Eval-driven agent development — the eval is the spec, the ratchet is the discipline.
An agent has no compiler and no type system to tell you a change broke something; the only thing standing between a prompt tweak and a silent 15-point regression is an eval you run before merge. This essay assembles the previous five into a development loop: evals as a CI regression gate, golden trajectories, the offline/online split, sampling production traffic into the eval set, the feedback loop that keeps it honest, and the no-regression ratchet that makes progress monotone instead of a random walk.
The eval is the spec.
For an agent there is no other executable specification. A prompt does not declare its contract; a tool loop does not type-check its behavior. The eval set is the definition of "working" — which means a behavior not covered by an eval is, operationally, undefined and unprotected. The development question stops being "did I improve the prompt" and becomes "did the eval move, and which tasks flipped."

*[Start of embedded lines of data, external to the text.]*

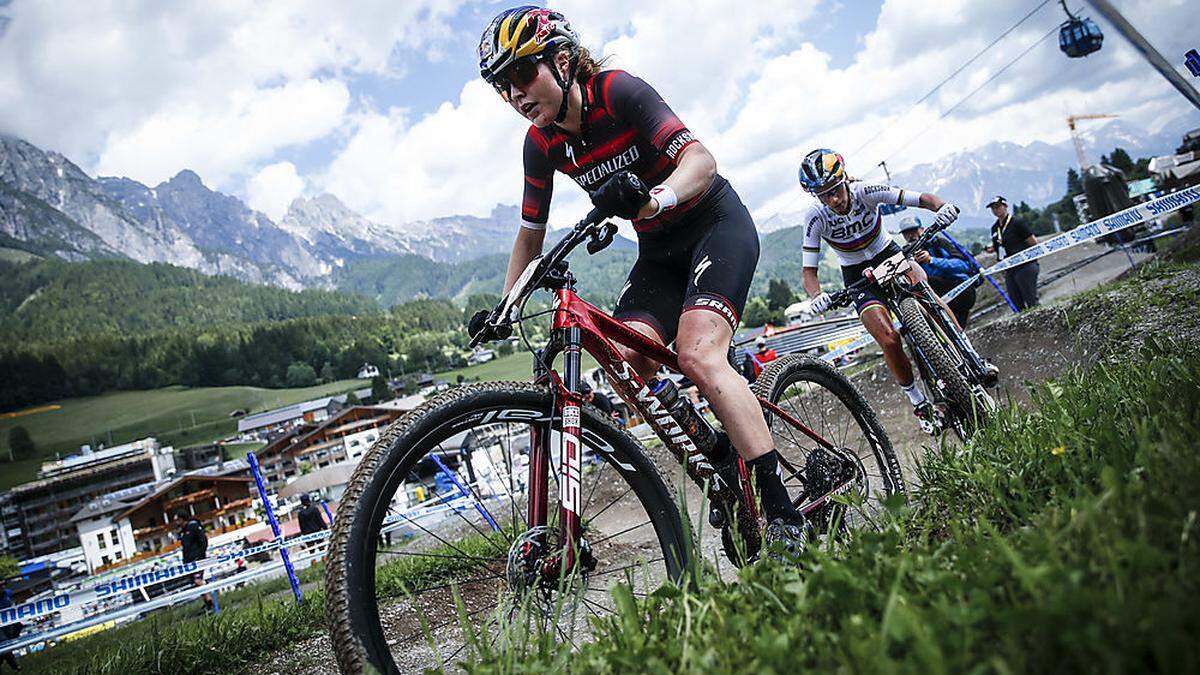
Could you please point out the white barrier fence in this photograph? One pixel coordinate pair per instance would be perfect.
(132, 583)
(1087, 232)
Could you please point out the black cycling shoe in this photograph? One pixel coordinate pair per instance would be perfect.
(929, 417)
(990, 374)
(785, 538)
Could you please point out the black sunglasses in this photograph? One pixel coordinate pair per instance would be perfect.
(521, 72)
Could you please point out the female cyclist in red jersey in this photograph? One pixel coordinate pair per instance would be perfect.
(697, 245)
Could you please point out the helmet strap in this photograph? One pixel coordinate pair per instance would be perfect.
(565, 84)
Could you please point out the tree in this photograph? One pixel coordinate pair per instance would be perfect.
(301, 375)
(22, 443)
(1074, 185)
(379, 390)
(779, 294)
(9, 567)
(327, 372)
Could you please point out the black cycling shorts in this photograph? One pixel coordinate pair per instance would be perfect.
(705, 262)
(852, 274)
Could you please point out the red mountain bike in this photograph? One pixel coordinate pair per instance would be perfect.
(501, 455)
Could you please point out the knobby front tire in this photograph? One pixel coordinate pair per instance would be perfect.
(629, 519)
(970, 408)
(819, 395)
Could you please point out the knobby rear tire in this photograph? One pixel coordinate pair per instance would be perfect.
(957, 388)
(352, 608)
(783, 374)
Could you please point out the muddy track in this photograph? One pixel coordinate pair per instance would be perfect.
(1031, 347)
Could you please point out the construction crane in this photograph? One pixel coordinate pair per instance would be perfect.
(1079, 142)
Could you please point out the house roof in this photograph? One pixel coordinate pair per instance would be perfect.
(294, 411)
(185, 478)
(111, 503)
(304, 435)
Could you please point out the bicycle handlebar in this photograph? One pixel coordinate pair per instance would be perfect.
(844, 297)
(593, 230)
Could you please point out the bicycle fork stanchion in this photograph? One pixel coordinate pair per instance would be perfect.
(275, 526)
(466, 493)
(979, 270)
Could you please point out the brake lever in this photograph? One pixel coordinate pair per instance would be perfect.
(601, 238)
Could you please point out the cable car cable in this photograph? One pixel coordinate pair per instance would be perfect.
(949, 77)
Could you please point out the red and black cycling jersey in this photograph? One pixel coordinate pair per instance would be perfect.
(627, 126)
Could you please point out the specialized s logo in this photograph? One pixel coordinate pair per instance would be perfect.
(701, 268)
(677, 143)
(601, 171)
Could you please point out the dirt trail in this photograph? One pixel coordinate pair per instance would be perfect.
(1030, 347)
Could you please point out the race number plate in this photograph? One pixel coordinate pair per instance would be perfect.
(891, 268)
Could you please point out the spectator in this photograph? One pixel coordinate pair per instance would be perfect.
(311, 519)
(1008, 238)
(193, 544)
(761, 357)
(946, 268)
(10, 632)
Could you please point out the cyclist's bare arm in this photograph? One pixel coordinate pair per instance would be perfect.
(811, 285)
(695, 172)
(526, 246)
(930, 202)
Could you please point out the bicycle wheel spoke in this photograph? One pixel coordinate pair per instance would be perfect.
(593, 519)
(630, 529)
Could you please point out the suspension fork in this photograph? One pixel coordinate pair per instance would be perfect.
(570, 466)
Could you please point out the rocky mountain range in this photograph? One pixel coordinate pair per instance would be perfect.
(51, 207)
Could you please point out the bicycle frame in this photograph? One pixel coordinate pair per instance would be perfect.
(579, 326)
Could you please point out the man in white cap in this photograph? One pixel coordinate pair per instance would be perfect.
(762, 356)
(1009, 237)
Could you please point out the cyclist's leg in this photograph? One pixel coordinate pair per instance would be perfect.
(879, 323)
(723, 266)
(718, 285)
(649, 304)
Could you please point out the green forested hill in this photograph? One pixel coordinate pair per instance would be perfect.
(53, 299)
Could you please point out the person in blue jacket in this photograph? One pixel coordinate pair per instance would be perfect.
(946, 268)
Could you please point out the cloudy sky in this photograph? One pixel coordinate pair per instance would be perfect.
(379, 101)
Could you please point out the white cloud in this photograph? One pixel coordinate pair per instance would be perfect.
(465, 157)
(273, 189)
(222, 137)
(144, 88)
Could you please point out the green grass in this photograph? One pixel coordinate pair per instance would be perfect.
(1062, 539)
(517, 366)
(167, 413)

Corollary: write the eval task before the fix. A bug with no failing eval is a bug you will reintroduce. The reproduction is the regression test — this is TDD with the agent's environment as the harness.
Evals as a CI regression gate, tiered by cost.
Eval is expensive (E1), so one suite on every commit is infeasible. Tier it by the cost/coverage curve so every change hits a fast gate and the expensive signal still runs often enough to catch drift.
- Per-commit (seconds–minutes) — deterministic tool-call assertions and a small smoke set of outcome checks. Cheap, no judge, blocks the merge.
- Per-PR / nightly (minutes–hours) — the full custom eval set, each task run k times, distribution reported (
pass^k, not pass@1). - Weekly (hours) — judge-graded subjective slice and replayed production-trace regression set.
# CI gate: block merge on regression OR on absolute floor breach res = run_suite(build, k=5) assert res.tool_assertions.all_pass() # hard, deterministic assert res.pass_k >= baseline.pass_k - EPS # no-regression ratchet assert res.pass_k >= FLOOR # absolute bar assert not res.new_failures(baseline) # no task regressed
Golden trajectories: freeze the run, not just the answer.
A golden trajectory is a known-good full trace (E5) frozen with its environment: inputs, tool observations, the decision sequence, and the outcome. It is the regression artifact a final-answer fixture cannot be — you can replay a candidate against it without live tools and diff decisions, not just the end string.
- Outcome-golden — assert the candidate still reaches the verified end state. Robust to alternative paths; the default.
- Trajectory-golden — assert the safety/efficiency invariants still hold (no forbidden tool, step budget). Assert invariants, never exact-match the path (E2's mistake).
- Curate, do not hoard. A golden trajectory is maintained code: when the API or policy legitimately changes, re-bless it deliberately — an un-reviewed re-bless is how a bug becomes the new "correct."
Offline vs online eval — you need both, they answer different questions.
Offline eval (the CI suite, replayed traces) is reproducible, gates merges, and answers "did this change regress a known case." It cannot see what you did not anticipate. Online eval — measured on live traffic — answers "is it actually working on the real distribution," and it is the only place the unknown unknowns surface.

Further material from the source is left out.